RUPTURE ANTICIPEE

Article L1243-1 

   Sauf accord des parties, le contrat de travail à durée déterminée ne peut être rompu avant l'échéance du terme qu'en cas de faute grave ou de force majeure.


 

Toutefois, depuis la loi 2002-73 du 17 janvier 2002, il peut être rompu à l'initiative du salarié s'il justifie d'une embauche pour une durée indéterminée. Dans ce cas, le salarié doit observer une période de préavis dont la durée est calculée à raison d'un jour par semaine compte tenu de la durée du contrat, renouvellement inclus si celui-ci comporte un terme précis, ou de la durée du contrat si celui-ci ne comporte pas de terme précis, et dans les deux cas, dans la limite maximale de 2 semaines (C. trav., art. L.1243-1).

Ne constituent pas un cas de force majeure :

  • - des absences répétées pour maladie gênant le fonctionnement de l'entreprise
  • - la fermeture pour motif économique d'un magasin
  • - l'inaptitude du salarié consécutive à un accident du travail

Rupture anticipée injustifiée à l'initiative de l'employeur

Lorsque la rupture avant échéance du contrat n'est pas justifiée, le salarié peut prétendre : 

  • - à des dommages et intérêts d'un montant au moins égal au montant des rémunérations brutes restant à échoir.
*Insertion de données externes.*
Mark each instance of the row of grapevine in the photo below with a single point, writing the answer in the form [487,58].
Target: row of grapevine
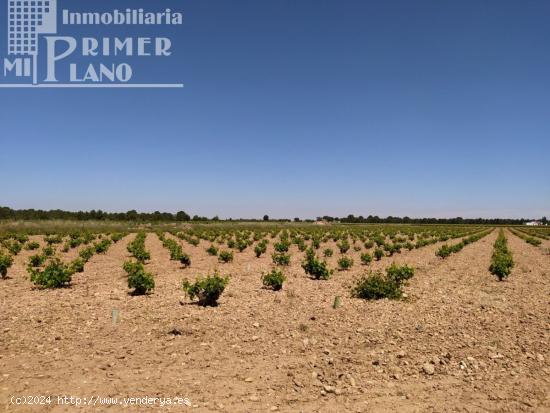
[139,280]
[527,238]
[502,261]
[447,250]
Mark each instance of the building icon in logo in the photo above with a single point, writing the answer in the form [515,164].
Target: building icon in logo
[26,20]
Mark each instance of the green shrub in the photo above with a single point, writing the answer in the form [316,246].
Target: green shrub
[185,259]
[369,244]
[374,286]
[48,251]
[36,260]
[207,290]
[212,250]
[225,256]
[137,247]
[366,258]
[345,263]
[280,258]
[399,273]
[315,268]
[102,246]
[6,262]
[13,247]
[32,245]
[281,246]
[274,280]
[53,239]
[444,251]
[260,249]
[343,246]
[502,261]
[117,236]
[139,280]
[55,275]
[77,265]
[87,253]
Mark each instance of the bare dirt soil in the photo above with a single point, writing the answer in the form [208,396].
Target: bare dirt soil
[459,342]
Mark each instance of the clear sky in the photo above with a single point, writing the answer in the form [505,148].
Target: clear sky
[304,108]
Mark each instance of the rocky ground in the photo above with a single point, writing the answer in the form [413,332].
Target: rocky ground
[460,341]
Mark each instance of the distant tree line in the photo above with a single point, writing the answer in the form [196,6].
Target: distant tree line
[351,219]
[7,213]
[133,215]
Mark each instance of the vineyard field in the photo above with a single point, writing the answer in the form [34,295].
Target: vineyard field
[261,333]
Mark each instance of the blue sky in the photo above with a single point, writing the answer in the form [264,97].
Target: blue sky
[303,108]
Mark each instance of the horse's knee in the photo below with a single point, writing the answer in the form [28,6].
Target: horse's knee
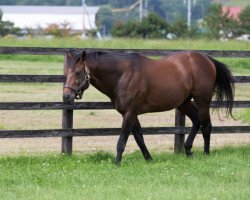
[206,128]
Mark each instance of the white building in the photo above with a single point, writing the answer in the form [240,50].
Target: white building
[80,18]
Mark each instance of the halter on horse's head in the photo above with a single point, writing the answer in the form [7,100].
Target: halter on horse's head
[77,74]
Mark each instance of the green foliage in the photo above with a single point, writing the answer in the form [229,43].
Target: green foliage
[222,175]
[218,24]
[245,20]
[104,19]
[152,26]
[7,27]
[58,30]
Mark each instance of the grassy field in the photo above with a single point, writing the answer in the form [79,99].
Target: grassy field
[222,175]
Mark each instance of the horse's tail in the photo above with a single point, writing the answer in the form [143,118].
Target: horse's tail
[224,86]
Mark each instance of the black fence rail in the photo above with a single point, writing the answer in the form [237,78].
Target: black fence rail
[67,132]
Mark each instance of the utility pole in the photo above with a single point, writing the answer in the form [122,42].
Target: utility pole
[141,10]
[83,21]
[189,13]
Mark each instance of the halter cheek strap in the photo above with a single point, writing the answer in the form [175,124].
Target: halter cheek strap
[84,85]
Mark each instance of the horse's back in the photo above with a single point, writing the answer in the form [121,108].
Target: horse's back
[171,80]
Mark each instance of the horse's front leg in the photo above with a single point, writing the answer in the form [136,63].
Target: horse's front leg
[127,124]
[136,130]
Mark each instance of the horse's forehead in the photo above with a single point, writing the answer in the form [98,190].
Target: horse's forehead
[72,63]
Le salarié pourra saisir le juge des référés (à condition qu'il n'y ait pas de contestation sérieuse) pour en obtenir le paiement immédiat, ou bien le bureau de conciliation du conseil de prud'hommes pour obtenir une provision,
  • - à l'indemnité de fin de contrat. Elle doit être versée indépendamment des dommages et intérêts pour rupture anticipée. Elle est calculée sur la base des rémunérations totales et des dommages et intérêts correspondant aux salaires restant à échoir,
  • - à l'indemnité compensatrice de congés payés.

A noter que les dommages et intérêts pour rupture anticipée du contrat n'entrent pas dans le calcul de l'indemnité de congés payés.

  

Rupture anticipée injustifiée à l'initiative du salarié

L'employeur peut prétendre à des dommages et intérêts, dont le montant sera fixé par le juge en fonction du préjudice subi (C. trav., art. L. 1243-1; L.1243-2; L.1243-3). 

Suite à un refus d'une modification du contrat

Lorsque la rupture anticipée du contrat est la conséquence d'un refus par le salarié d'une modification de son contrat de travail, cette rupture est imputable à l'employeur ce qui ouvre droit pour le salarié, en l'absence de faute grave ou d'un cas de force majeure susceptible d'être invoqué par l'employeur, aux dommages et intérêts prévus en cas de rupture anticipée injustifiée à l'initiative de l'employeur (C. trav., art. L. L1243-2).